La question posée est frontale :

« Peut-on encore exiger quelque chose des élèves sans être accusé de discrimination ? »

Que veut-on évaluer : la forme ou le fond ?

Ce débat n’est pas nouveau. Il traverse depuis des décennies les sciences de l’éducation. Doit-on évaluer l’élève sur sa capacité à s’exprimer dans un français correct, ou sur ses idées, son intention, sa créativité ?

Les partisans de l’approche « inclusive » répondent :

« L’exigence de la langue peut être un frein à la réussite. »

Les partisans d’une école rigoureuse rétorquent :

« Ne pas exiger, c’est abandonner. L’orthographe est un outil d’émancipation, pas un privilège. »
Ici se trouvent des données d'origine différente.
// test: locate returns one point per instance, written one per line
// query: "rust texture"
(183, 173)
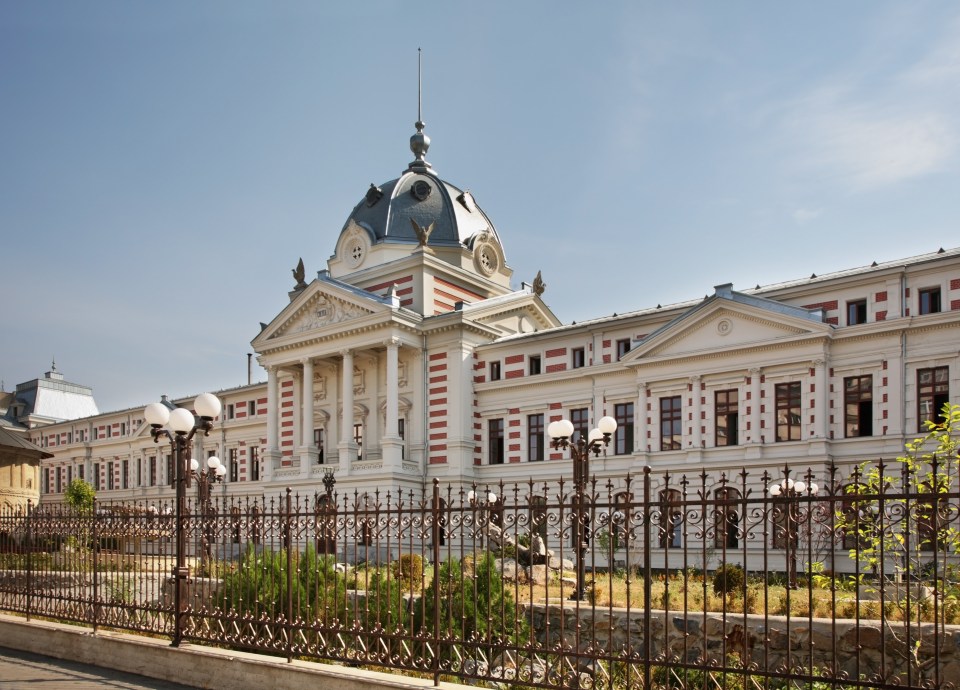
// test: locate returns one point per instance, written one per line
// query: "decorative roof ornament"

Une école en quête de sens

L’école française se trouve à la croisée des chemins. Loin de l’idéalisme républicain du « mérite par l’effort », les nouvelles consignes laissent entrevoir une école plus souple, mais aussi plus floue dans ses objectifs.

En cette fin d’année scolaire 2025, nombreux sont les enseignants à se demander ce qu’ils transmettent vraiment.

Conclusion : entre bienveillance et renoncement

La suppression de la lisibilité comme critère de notation n’est pas un simple ajustement technique. C’est un choix de société.
Choisit-on de faciliter la réussite ou de maintenir des exigences communes ? D’adapter l’école aux élèves, ou de former les élèves à un cadre structurant ?

Une chose est sûre : derrière ces consignes invisibles aux parents et aux élèves, une réforme silencieuse est en cours. Et elle redessine les contours mêmes de ce que signifie réussir à l’école en France.